その大山五冠に前期棋聖戦で挑み、初タイトルを獲得したのが山田道美新棋聖です。山田棋聖はこの年度、トーナメント棋戦の王座戦(のちにタイトル戦に昇格)、最強者決定戦でも優勝と、充実のときを迎えていました。
後期棋聖戦では、中原五段が破竹の快進撃を見せます。準決勝では前棋聖の大山名人(四冠)と対戦しました。
実に50回という長きにわたった大山名人のタイトル戦番勝負の連続出場記録は、ここで止まりました。
中原五段は挑戦者決定戦で板谷進六段(のちに九段、藤井聡太現八冠の大師匠)と対戦。そこも勝って、初のタイトル戦出場を決めました。
中原五段の20歳での棋聖挑戦は、加藤一二三八段(現九段)の20歳での名人挑戦に並ぶ異例の年少記録でした。
中原五段は五番勝負で1、2局と連勝。しかしそこから山田棋聖が底力を発揮し、3、4、5局で連敗。2勝3敗で初タイトル獲得はなりませんでした。
この年度における中原五段の実績は輝かしいものです。棋聖挑戦や順位戦での快進撃などは当時においても重要なトピックとなりました。一方で、0.855という勝率記録は、当時の文献を見返してみても、それほど触れられていません。
この勝率記録は、長きにわたって破られることなく残り続けます。そして時を経るにつれ、その偉大さが語られるようになってきました。
歴代2位の勝率記録は、中村太地五段(現八段)が2011年度にマークした0.851(40勝7敗)です。
中村五段はのちに王座のタイトルを獲得し、順位戦ではA級に昇級しました。そうした若手が下位クラスの頃、周囲との間で実力のギャップが生じ、高勝率を挙げる例はよく見られます。

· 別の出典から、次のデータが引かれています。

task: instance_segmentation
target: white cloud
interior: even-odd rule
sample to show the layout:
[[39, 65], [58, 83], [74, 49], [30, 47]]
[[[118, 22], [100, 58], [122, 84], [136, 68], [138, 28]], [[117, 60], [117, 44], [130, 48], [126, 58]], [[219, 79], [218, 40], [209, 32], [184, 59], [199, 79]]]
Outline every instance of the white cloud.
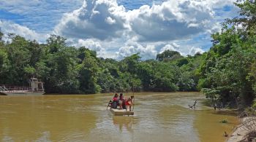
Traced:
[[114, 0], [84, 1], [83, 7], [65, 14], [55, 33], [67, 37], [101, 40], [120, 37], [125, 29], [125, 9]]
[[76, 46], [85, 47], [86, 48], [96, 51], [97, 56], [99, 57], [104, 57], [106, 54], [106, 51], [104, 48], [102, 48], [101, 44], [98, 42], [95, 42], [95, 40], [93, 39], [79, 39]]
[[143, 47], [138, 43], [128, 42], [125, 46], [119, 48], [119, 50], [116, 52], [116, 57], [117, 59], [122, 59], [138, 52], [140, 53], [140, 55], [142, 56], [143, 60], [155, 58], [157, 54], [155, 46], [153, 44]]
[[159, 50], [159, 53], [163, 52], [165, 50], [178, 51], [181, 55], [186, 56], [187, 55], [194, 55], [197, 52], [203, 53], [205, 51], [200, 47], [196, 47], [193, 46], [181, 46], [176, 43], [171, 43], [165, 45]]
[[140, 52], [144, 59], [155, 58], [165, 50], [187, 55], [211, 46], [210, 39], [203, 38], [219, 31], [225, 18], [237, 15], [235, 1], [86, 0], [80, 7], [83, 0], [0, 0], [1, 9], [23, 17], [13, 20], [20, 24], [1, 21], [0, 26], [4, 32], [42, 42], [46, 36], [38, 33], [53, 32], [103, 58]]
[[215, 31], [213, 9], [196, 1], [169, 0], [160, 5], [143, 6], [128, 12], [128, 20], [132, 31], [143, 42], [186, 39]]
[[15, 33], [27, 39], [36, 39], [39, 42], [45, 42], [48, 34], [40, 34], [27, 27], [13, 23], [10, 21], [0, 20], [0, 28], [4, 33]]

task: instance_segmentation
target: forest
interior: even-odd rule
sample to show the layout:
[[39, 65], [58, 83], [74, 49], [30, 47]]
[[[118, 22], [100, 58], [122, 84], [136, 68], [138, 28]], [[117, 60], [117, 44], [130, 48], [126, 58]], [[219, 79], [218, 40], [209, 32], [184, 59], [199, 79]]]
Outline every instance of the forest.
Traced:
[[147, 60], [140, 53], [104, 59], [60, 36], [39, 44], [0, 33], [0, 84], [24, 86], [34, 76], [47, 93], [202, 91], [223, 107], [256, 106], [256, 2], [235, 4], [238, 17], [211, 35], [210, 50], [186, 57], [165, 50]]

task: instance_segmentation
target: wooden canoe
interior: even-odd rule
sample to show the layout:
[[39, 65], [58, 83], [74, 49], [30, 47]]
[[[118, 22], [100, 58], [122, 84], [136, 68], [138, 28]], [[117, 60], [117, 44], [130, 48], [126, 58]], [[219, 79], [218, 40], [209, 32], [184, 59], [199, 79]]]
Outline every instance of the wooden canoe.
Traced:
[[115, 116], [134, 115], [133, 111], [126, 111], [125, 109], [110, 109], [110, 111]]

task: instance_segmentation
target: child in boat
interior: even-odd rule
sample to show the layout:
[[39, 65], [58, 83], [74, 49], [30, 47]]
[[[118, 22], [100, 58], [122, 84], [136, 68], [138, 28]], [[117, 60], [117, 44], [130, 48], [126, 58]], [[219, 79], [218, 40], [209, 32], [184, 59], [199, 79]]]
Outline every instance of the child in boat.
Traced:
[[126, 101], [125, 101], [125, 106], [129, 106], [129, 111], [132, 111], [132, 99], [134, 98], [134, 96], [132, 95], [130, 98], [129, 98]]
[[119, 100], [118, 100], [119, 109], [123, 109], [124, 100], [124, 99], [123, 93], [120, 93]]
[[114, 97], [113, 98], [112, 108], [116, 109], [118, 104], [118, 95], [117, 93], [116, 93]]

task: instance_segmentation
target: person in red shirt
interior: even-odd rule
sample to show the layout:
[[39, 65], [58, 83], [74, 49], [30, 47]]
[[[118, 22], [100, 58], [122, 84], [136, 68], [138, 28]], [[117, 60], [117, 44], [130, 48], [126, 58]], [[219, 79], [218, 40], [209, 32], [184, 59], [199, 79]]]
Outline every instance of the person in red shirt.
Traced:
[[124, 96], [123, 96], [123, 93], [120, 93], [120, 95], [119, 95], [119, 109], [123, 109], [123, 105], [124, 105]]
[[116, 109], [118, 104], [118, 95], [117, 93], [116, 93], [114, 97], [113, 98], [112, 108]]
[[[134, 96], [132, 95], [130, 98], [129, 98], [127, 100], [125, 101], [125, 106], [129, 106], [129, 111], [132, 111], [132, 99], [134, 98]], [[127, 111], [127, 107], [126, 107]]]

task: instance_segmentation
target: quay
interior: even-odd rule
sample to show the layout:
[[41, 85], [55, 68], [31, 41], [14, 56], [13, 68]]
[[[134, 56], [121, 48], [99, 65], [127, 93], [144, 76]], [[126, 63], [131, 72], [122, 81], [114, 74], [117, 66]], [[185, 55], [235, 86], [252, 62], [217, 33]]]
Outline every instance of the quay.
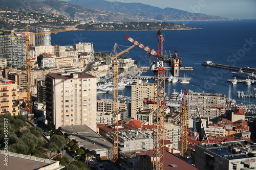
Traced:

当然ながらクラスも上位に進むと、誰でも自然と勝率は落ち着いてきます。しかしその常識をくつがえし、タイトルを争うほどの棋士がおそるべき勝率をあげるまれなケースもあります。
羽生善治現九段は七冠を達成した1995年度、勝率0.836(46勝9敗)をマーク。最高勝率記録更新まであと少しと迫りました。
そして近年では藤井現八冠がこの記録を更新できるかどうかが注目され続けています。デビュー以来6年連続で勝率8割以上というのは、異次元の成績というよりありません。
2023年10月。藤井八冠が誕生したあと、中原16世名人は自身の最高勝率記録について、次のように語っていました。
果たして中原16世名人の記録は、この先も残り続けるのでしょうか。